Lets debate this subject.

A. Cows are plentiful and need to be thinned to maintain a strong herd.

B. Cows are the ones making more elk so let them walk so the herd will be stronger.

C. If we kill spikes, they won't have a chance to grow up and be big bulls.

D. In an area that is already "bull heavy" with a 55-100 bull to cow ratio, what would it hurt to shoot more spikes anyway?


----------



## stablebuck (Nov 22, 2007)

In a spike only area with an archery tag I would kill the 1st legal animal that I had a chance at. If 3 cows and a spike walked within range of me and the spike offered a clean shot...then the spike would be the primary target for reason B.


----------



## STEVO (Sep 13, 2007)

How about adding one that says "cows are so easy to shoot , why would anybody want their season to come to a end on the opening weekend, Hold out for a few weeks for a bull, and take a cow in the last week or 2" :mrgreen:


----------



## Riverrat77 (Sep 7, 2007)

I'd shoot the first animal I had a legal, ethical shot at. Other than that... nothing to add for fear of hurting somebody's pinky toe.


----------



## UtahMountainMan (Jul 20, 2010)

I had 2 cows, a calf, and a spike walk about 75 yards from my tree stand on Saturday. I cow called and the cow with the calf came within 15 yards of me. I did not shoot because I could tell that little calf was still completely dependent. Had the other cow and spike come close enough I would have shot either. 

I would like to do what is best for the herd in the area I hunt. So if that meant I should shoot a cow I would, if I should shoot a spike I would. I am not going after a spike for the rack, I am going after an elk for the meat and for the chance to harvest one with a bow. 

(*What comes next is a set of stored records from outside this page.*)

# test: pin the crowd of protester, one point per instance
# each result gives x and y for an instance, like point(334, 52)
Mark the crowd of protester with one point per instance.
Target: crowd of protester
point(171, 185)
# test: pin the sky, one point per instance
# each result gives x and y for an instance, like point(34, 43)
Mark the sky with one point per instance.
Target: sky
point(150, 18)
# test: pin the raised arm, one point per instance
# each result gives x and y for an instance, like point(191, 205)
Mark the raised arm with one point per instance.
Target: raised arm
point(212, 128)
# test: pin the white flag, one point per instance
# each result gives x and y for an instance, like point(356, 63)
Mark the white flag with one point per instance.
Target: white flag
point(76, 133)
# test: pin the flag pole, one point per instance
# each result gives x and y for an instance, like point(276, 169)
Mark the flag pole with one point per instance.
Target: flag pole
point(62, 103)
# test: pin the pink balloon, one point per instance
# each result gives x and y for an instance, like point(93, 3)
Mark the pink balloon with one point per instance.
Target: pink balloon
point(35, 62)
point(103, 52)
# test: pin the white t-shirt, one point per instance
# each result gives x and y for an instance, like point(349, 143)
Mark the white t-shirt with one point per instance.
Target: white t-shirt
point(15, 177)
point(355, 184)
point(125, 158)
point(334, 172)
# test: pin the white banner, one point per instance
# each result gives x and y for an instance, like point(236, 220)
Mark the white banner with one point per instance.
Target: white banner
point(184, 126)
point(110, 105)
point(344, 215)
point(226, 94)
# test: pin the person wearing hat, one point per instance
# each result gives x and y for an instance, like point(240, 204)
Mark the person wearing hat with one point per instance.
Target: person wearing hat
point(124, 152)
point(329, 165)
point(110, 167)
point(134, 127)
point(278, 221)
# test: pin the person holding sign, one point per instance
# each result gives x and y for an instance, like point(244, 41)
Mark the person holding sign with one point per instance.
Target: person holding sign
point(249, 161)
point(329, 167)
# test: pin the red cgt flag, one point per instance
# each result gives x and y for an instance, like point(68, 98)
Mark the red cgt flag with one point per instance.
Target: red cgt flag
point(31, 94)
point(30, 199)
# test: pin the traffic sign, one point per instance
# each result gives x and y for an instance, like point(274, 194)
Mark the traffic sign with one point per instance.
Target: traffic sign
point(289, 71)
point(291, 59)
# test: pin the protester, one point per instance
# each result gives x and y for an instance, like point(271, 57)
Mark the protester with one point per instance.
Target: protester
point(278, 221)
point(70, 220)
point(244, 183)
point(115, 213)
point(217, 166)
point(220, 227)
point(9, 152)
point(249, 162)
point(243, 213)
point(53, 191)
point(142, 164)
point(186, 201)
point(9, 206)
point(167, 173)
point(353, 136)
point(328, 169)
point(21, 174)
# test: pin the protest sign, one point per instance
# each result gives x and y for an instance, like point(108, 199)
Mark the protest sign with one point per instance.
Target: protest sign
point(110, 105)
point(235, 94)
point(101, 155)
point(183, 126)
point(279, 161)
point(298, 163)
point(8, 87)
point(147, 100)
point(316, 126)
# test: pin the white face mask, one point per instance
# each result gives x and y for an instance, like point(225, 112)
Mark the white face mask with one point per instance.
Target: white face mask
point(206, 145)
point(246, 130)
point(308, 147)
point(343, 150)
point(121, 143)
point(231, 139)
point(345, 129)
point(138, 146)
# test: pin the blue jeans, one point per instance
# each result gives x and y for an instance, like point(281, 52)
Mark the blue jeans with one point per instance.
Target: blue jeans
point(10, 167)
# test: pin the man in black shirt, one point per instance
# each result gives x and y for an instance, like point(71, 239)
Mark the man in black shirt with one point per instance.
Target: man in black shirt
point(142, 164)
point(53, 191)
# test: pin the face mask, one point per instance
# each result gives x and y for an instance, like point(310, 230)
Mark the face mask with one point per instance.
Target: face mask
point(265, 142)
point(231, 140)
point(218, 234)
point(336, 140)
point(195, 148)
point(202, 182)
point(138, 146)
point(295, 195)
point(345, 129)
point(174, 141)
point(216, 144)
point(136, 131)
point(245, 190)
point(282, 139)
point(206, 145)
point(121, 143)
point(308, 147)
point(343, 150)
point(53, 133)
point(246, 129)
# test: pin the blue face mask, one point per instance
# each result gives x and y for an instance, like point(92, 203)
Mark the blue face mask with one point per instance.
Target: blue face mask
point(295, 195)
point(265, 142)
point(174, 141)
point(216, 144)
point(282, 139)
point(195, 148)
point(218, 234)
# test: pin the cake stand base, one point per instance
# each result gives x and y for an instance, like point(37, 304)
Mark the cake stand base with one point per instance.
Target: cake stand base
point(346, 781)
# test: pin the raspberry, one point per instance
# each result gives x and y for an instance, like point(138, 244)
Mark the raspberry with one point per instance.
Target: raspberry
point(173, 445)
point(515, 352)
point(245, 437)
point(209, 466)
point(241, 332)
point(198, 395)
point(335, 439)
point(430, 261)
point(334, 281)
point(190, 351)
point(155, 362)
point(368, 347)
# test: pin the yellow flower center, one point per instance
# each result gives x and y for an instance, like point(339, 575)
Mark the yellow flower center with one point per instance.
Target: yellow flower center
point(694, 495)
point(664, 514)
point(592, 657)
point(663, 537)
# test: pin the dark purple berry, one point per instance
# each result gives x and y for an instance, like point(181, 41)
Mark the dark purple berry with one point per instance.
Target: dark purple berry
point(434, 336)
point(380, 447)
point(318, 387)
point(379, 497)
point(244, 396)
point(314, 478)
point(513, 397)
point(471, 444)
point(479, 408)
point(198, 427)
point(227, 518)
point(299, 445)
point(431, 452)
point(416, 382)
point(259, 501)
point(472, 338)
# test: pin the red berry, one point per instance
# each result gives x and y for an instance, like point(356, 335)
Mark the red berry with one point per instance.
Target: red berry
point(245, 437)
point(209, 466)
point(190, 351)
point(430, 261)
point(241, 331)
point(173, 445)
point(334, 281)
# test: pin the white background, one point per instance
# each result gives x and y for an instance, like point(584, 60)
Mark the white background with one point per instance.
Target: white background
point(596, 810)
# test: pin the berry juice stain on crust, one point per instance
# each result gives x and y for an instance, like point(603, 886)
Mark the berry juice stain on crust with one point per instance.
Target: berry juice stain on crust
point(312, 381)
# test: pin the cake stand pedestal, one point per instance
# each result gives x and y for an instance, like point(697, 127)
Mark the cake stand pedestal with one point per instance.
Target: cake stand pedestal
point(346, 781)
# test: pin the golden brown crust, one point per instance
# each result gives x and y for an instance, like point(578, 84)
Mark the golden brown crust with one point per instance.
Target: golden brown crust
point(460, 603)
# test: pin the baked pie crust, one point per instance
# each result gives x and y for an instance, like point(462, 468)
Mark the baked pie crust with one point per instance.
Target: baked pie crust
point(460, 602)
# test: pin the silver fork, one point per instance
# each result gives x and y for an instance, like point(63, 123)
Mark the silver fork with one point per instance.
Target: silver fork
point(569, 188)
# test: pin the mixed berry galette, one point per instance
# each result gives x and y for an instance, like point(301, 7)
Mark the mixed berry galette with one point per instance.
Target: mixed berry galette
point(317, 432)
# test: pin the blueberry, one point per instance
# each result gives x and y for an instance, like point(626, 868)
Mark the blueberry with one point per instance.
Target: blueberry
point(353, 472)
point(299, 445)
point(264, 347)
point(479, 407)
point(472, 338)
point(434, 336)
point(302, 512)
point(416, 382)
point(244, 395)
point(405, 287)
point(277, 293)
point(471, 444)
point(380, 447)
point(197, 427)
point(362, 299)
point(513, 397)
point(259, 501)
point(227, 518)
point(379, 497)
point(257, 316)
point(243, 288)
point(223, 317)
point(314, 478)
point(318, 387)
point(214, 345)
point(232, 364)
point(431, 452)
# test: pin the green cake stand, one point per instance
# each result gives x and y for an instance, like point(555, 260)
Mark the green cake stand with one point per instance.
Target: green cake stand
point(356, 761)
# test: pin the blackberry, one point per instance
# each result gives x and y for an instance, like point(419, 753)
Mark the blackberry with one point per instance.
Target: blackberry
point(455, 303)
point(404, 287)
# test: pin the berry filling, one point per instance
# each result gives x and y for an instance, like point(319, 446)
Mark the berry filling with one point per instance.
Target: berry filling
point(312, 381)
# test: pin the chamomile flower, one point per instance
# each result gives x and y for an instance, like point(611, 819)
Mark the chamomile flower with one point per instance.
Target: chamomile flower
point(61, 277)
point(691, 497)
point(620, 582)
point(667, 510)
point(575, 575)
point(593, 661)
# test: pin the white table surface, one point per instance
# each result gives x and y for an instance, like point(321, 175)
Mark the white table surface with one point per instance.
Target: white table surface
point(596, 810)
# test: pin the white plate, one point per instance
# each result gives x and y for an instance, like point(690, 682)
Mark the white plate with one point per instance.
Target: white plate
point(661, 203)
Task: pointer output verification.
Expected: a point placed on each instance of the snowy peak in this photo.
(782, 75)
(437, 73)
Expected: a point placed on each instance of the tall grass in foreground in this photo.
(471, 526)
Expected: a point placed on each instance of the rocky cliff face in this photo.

I am curious what everyones opinion is on this subject. 

In my opinion, in the area I hunt, I see a pretty good number of bulls per cow ratio. I cant really say what would be better for the herd in my area. 

Question: How many cows will a bull breed with every season? For instance, if youve got a 6 point bull and he has 10 cows in his harem, will he mate with every one of them in a single season?


----------



## Treehugnhuntr (Sep 7, 2007)

E)- Whichever gave me the best chance to be a martyr on the Internet. 

Try again.


----------



## jahan (Sep 7, 2007)

I only shoot trophy spike elk that score over 40. :mrgreen: :lol:


----------



## NHS (Sep 7, 2007)

UtahMountainMan said:


> Question: How many cows will a bull breed with every season? For instance, if youve got a 6 point bull and he has 10 cows in his harem, will he mate with every one of them in a single season?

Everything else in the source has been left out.